In the joint lawsuit filed in Federal District Court in Washington, DC, CEI asked the court to compel EPA to produce IM discussions to or from former administrator Lisa Jackson, including her alias “Richard Windsor” account, discussing the Obama administration’s war on coal. CEI is already in court for the “Windsor” emails on the same topics.

ATI sought Jackson’s IM correspondence to, from or discussing the Sierra Club and two other environmentalist pressure groups, as well as similar messages of two other senior officials, Gina McCarthy who has been nominated to succeed Jackson as Administrator, and former senior counselor Lisa Heinzerling who has rejoined one of these groups.
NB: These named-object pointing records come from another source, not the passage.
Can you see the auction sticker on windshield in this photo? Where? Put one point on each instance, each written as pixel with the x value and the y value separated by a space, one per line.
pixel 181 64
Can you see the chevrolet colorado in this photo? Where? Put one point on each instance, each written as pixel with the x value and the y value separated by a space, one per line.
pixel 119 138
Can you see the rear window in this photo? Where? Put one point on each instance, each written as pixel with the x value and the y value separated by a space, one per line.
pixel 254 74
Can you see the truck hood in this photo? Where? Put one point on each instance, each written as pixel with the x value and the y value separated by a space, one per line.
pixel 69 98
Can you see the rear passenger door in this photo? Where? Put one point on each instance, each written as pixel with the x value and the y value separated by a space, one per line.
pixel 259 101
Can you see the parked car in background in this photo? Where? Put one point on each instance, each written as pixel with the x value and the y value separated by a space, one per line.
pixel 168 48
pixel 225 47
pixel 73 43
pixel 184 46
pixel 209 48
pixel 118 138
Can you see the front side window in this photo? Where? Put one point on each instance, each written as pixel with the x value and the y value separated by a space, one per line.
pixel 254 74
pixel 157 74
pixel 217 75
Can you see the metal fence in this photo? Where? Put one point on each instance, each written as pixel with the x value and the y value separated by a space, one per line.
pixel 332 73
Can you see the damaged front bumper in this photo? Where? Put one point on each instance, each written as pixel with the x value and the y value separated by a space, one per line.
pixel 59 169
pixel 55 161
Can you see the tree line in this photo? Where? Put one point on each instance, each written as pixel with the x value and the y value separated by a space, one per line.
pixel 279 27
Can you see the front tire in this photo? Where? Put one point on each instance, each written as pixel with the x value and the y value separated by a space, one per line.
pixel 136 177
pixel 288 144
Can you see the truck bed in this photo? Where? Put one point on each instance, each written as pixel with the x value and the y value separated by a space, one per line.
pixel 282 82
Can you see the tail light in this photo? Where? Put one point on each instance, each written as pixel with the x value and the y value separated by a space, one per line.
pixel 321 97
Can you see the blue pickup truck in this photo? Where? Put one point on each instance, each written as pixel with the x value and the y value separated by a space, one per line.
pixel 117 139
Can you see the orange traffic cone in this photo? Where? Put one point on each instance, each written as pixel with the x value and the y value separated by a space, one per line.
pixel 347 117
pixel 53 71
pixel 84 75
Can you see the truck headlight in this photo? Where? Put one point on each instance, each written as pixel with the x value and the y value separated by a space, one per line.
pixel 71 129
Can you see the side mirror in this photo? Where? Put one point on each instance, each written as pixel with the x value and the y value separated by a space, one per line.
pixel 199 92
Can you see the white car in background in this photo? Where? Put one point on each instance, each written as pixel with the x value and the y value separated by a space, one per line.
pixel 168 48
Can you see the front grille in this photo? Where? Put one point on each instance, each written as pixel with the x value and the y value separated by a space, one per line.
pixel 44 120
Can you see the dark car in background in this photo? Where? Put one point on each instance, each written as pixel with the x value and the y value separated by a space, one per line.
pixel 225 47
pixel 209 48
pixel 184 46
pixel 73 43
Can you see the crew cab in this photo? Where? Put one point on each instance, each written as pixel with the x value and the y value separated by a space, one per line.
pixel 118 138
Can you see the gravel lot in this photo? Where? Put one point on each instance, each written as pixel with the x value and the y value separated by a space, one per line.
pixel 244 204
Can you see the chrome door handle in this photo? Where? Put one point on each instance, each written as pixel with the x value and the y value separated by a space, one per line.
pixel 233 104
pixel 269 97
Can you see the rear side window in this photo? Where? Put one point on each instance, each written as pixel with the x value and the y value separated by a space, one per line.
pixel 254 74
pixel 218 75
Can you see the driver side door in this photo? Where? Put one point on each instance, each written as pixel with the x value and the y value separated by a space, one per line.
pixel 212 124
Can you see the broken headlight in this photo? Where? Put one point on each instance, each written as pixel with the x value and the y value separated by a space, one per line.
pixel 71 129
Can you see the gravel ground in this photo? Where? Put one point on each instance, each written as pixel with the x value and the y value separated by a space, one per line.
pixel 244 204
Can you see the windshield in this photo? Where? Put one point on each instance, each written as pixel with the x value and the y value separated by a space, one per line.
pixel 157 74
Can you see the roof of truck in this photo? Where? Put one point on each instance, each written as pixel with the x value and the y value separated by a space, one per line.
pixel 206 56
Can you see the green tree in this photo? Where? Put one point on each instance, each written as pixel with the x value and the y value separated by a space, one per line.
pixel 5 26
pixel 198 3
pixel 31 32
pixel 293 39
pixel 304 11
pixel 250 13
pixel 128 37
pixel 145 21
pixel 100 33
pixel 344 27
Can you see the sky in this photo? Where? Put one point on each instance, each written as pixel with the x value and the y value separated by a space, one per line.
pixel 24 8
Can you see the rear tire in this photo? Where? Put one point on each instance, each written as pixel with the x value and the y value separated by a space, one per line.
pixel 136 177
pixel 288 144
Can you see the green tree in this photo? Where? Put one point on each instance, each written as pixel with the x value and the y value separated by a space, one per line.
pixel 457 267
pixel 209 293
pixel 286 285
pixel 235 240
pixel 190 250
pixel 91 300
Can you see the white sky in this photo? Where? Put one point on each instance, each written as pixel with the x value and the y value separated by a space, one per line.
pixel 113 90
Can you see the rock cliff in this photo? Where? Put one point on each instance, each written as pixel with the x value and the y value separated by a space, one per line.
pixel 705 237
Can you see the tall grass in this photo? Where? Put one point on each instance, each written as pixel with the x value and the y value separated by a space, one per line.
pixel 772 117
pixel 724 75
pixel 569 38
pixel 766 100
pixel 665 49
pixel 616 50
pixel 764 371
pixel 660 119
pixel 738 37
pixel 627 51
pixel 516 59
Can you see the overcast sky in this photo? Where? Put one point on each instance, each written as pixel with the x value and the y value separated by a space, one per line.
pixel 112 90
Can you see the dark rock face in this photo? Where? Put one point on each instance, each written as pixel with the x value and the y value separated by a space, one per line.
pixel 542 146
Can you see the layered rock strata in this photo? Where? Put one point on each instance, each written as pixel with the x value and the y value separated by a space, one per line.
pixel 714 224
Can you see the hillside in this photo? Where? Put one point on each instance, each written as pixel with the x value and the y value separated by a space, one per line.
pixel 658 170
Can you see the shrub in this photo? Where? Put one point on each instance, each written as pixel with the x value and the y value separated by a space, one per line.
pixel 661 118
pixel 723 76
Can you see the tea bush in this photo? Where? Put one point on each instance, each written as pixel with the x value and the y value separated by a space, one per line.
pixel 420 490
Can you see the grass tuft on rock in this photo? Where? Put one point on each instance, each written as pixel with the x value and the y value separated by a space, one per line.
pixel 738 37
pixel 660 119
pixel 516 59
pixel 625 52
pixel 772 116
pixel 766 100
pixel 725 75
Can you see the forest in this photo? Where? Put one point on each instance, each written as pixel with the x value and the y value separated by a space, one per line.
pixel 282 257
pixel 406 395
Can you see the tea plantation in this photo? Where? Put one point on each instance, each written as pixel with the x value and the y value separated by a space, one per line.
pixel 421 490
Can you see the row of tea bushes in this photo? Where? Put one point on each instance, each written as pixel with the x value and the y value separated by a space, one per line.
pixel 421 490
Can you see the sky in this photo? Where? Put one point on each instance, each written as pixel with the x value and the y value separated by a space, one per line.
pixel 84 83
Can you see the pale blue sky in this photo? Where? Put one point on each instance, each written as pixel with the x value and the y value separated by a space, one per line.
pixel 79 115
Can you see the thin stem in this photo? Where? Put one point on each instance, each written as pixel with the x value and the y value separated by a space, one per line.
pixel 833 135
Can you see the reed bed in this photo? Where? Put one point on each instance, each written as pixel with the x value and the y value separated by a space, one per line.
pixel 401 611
In the course of CEI’s “Windsor” litigation, it learned that EPA staff first used IBM “Sametime” to discuss creating the “Windsor” account. EPA provides Sametime and Oracle Messenger to EPA staff as an alternative to email. Although IMs are “agency records” under the law, they do not seem to have been searched by EPA in response to FOIA requests or requests from Congress seeking “records”, or “electronic records”, both of which would cover IMs.

“In addition to important conversations both inside the Agency and with outside parties, we expect this suit to provide important information about EPA’s compliance with the law, and Congress’s legitimate oversight activities,” said Christopher Horner, attorney, director of Litigation at ATI’s Environmental Law Center, senior fellow at CEI, and author of “The
Liberal War On Transparency,” the research for which led to the investigation. “Based on the information we have obtained, it seems we have uncovered yet another major
transparency scandal in that either EPA is destroying instant messages against the law, or it is withholding them in defiance of its legal obligations to produce.”

EPA’s only response to the groups’ IM requests was to deny fee waivers for both, as provided for under FOIA for non profits that broadly disseminate information on government activities. But, in what Horner calls “an apparent retaliatory tantrum,” the EPA has responded to his involvement in exposing the Richard Windsor account by denying all of his outstanding and subsequent requests for these routine fee waivers, for either ATI or CEI. While these denials are overturned on appeal, Horner claims that “this seems to be yet one more way’the most transparent administration, ever,’ is throwing obstacles in the way of transparency for those it deems inconvenient.”